Review:Savage Worlds Super Powers Companion

Savage Worlds Super Powers Companion

The Savage Worlds Super Powers Companion is a pretty fantastic addition to the already great savage worlds system.

Savage Worlds Super Powers Companion

Writers: Shane Lacy Hensley, Clint Black, Piotr Korys, and Paul “Wiggy” Wad-Williams
Publisher: Pinnacle Entertainment Group
Price: 14.99(digital), 19.99(hardcopy)


Chances are if you’ve been on the site before you have seen a Savage Worlds Heroes posts , so you can guess that I like the system a bit.  This book adds more standard super powers. Their were rules for super heroes in the original rules, but they did not fit the setting that well. They worked if you wanted really low powered supers, but they couldn’t let you play a green lantern for example.  I’m going to look at the book a chapter at a time, and I’m also assuming you know a bit about Savage Worlds.
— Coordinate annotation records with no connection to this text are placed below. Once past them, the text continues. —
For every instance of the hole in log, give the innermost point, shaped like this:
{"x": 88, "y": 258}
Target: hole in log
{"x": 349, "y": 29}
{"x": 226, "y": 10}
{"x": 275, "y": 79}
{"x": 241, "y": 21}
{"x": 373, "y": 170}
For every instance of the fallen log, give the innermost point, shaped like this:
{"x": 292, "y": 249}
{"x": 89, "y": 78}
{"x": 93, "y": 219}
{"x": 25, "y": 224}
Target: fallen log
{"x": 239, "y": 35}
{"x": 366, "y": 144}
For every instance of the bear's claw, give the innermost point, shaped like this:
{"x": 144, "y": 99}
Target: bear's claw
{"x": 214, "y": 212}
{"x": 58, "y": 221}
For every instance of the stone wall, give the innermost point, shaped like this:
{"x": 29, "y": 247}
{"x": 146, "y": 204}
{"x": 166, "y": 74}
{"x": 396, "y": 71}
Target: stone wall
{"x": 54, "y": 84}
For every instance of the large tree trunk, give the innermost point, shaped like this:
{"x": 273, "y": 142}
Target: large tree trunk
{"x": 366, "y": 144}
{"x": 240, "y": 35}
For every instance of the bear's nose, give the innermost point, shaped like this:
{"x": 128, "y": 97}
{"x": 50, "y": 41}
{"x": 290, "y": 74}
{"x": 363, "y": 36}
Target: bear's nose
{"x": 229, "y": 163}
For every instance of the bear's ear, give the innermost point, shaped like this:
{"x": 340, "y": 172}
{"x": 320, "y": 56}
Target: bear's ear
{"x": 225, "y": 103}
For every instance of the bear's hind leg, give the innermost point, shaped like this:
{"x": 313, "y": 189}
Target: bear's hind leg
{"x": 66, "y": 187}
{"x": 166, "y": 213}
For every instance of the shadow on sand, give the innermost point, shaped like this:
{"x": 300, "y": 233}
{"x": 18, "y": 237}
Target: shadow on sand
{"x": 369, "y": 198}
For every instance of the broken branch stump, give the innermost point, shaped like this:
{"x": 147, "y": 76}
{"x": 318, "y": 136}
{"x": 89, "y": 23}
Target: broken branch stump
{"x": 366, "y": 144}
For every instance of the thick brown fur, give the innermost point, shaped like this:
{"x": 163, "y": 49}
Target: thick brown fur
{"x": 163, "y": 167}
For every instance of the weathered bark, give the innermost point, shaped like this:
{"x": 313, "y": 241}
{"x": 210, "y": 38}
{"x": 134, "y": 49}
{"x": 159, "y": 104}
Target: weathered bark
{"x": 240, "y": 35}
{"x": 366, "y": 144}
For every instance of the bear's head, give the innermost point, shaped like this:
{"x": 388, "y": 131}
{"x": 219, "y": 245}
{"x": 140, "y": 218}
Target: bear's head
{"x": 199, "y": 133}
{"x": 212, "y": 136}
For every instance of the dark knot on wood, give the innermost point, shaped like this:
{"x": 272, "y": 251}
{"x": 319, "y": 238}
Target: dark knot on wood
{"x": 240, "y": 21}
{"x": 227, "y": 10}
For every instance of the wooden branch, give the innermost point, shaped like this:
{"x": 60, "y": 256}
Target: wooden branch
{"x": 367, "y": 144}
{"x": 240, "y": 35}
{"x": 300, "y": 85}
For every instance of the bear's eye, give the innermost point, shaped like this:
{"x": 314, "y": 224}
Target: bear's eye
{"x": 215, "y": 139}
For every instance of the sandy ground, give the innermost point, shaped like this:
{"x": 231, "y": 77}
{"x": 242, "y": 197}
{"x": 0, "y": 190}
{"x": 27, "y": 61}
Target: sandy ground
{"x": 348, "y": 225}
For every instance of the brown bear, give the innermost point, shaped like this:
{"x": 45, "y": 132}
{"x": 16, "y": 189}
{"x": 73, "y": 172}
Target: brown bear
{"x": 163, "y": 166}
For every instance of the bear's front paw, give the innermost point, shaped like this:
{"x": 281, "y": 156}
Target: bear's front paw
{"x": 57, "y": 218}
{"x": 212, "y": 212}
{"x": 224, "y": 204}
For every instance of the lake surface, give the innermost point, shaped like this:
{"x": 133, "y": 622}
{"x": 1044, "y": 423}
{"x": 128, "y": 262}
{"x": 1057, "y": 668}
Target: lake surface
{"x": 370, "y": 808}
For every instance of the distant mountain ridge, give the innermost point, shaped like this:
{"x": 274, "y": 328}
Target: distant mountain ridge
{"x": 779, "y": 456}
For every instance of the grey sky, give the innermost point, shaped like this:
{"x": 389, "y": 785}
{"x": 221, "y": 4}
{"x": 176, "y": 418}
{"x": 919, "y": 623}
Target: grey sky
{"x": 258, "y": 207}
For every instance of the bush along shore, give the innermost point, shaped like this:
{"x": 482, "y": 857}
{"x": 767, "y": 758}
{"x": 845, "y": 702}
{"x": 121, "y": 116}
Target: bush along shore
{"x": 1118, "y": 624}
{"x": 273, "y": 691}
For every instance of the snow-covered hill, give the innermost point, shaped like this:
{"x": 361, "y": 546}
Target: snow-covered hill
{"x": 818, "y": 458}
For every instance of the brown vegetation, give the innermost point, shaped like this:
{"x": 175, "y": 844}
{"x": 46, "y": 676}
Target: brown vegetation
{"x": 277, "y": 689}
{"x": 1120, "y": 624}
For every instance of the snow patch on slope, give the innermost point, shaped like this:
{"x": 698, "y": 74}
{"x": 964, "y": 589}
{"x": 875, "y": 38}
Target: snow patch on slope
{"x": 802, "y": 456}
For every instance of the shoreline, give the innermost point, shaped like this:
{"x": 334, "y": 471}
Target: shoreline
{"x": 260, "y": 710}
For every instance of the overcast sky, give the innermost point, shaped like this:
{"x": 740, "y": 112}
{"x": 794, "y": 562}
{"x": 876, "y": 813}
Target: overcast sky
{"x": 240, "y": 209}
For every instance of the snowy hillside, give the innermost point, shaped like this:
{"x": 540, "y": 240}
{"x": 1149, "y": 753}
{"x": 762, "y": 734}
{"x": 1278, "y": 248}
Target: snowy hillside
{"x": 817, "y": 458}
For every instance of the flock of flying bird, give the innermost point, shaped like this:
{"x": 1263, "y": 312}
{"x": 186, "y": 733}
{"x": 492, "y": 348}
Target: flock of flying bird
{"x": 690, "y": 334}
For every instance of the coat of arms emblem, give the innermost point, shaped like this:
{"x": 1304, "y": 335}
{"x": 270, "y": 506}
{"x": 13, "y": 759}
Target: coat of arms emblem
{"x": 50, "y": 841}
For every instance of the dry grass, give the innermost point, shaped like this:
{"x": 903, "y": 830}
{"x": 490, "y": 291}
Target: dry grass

However the quick and dirty is your skills and stats are a dice from d4-d12+blank and that for most acts a 4 is the target number to roll above.

Chapter 1:

Chapter one covers character options and creation with the exception of the superpowers themselves that are in chapter 4. There are a few new hindrances that cover stuff like having to snap your fingers to turn your powers on to having a weakness to yellow(If thats your thing). There is also an interesting one that gives your hero(or villain) a condition that could cause him to die any session.  I really like it. It has potential. There are 4 new edges but really only 3 since one just gives you super powers, and that’s practically required.

Chapter 2:

Chapter two is special setting rules that are all completely optional, but some of the coolest stuff in the book. There are rules to adjust the power level of the game from standard, to Street level, where your spider-man types would be, to Cosmic level, who are your guys are flying through space having intergalactic wars all the time. There is a option to get rid of Guts, but I think that’s just a standard rule now so you can ignore that. There is an option to start with all your powers and not get any more as you get experience points. There is a heroic bennies rule that add a new type of benny that you can use for any role including damage, or to add a d6, but it gives the Heroic Hindurance to all the PC’s. There are rules to allow you to be slightly or majorly under-powered in relation to your peers.

Chapter 3: 

The gear is mostly the same as the core rules with the exception of special weapons that include stuff like the Foam Thrower, which lets you in case people in fast hardening foam. Sounds snazzy huh? There are more vehicles that you would expect people like Shield(from marvel) would have. This chapters not very notable.

Chapter 4:

This is the most important chapter in the book and it delivers. The super powers edge gives you 10 points to spend on getting the super powers you want. Unlike the savage worlds spell system, you don’t spend power points to use the powers in fact you can use the powers as much as you want with no penalty which is really nice because it gets rid of a lot of un-fun point management. The powers cover all the major powers that you could want. Of course you can think of something weird that it won’t be able to do, but in my opinion it does enough to do what you would want to do with it. It covers stuff from like super strength or other stat to a power that let’s you cause electronics to malfunction. So it does get pretty broad in its power spectrum. There is also a power that lets you buy extra edges and skills.

Chapter 5:

Is about creating HQ’s for you heroes to hang out in. You can acquire it via edge or power points that you would otherwise spend on super powers. You can create a garage sized thing to a justice league style satellite in space. The HQ if enough points are invested can be very good thing for the heroes. With stuff like holding cells, labs that give a bonus to skills, training rooms, teleporters ect. In fact this system could be employed for non-supers games very well. Something like torchwood(its on the brain)  would work very well with this HQ system.

Chapter 6:

Chapter 6 is a whole smorgasbord of supervillains to use as opponents in you game. They are generally really cheesy and silver age esque which is great if you’re into that kind of thing, and if your not they are easily re-skinable to be the kind of bad-guys you want. The real boon is the stats and the immense quantity of them.There is a good 70 pages of them at about 15 pages or so per rank. There are probably around a hundred guys for you to play with, and with names like Octaopon, Uberfrau, and Striptease how can you go wrong? HOW ?I ask. There are also a few pages of henchmen/robot/giant monster’s that you can just plug in as mooks.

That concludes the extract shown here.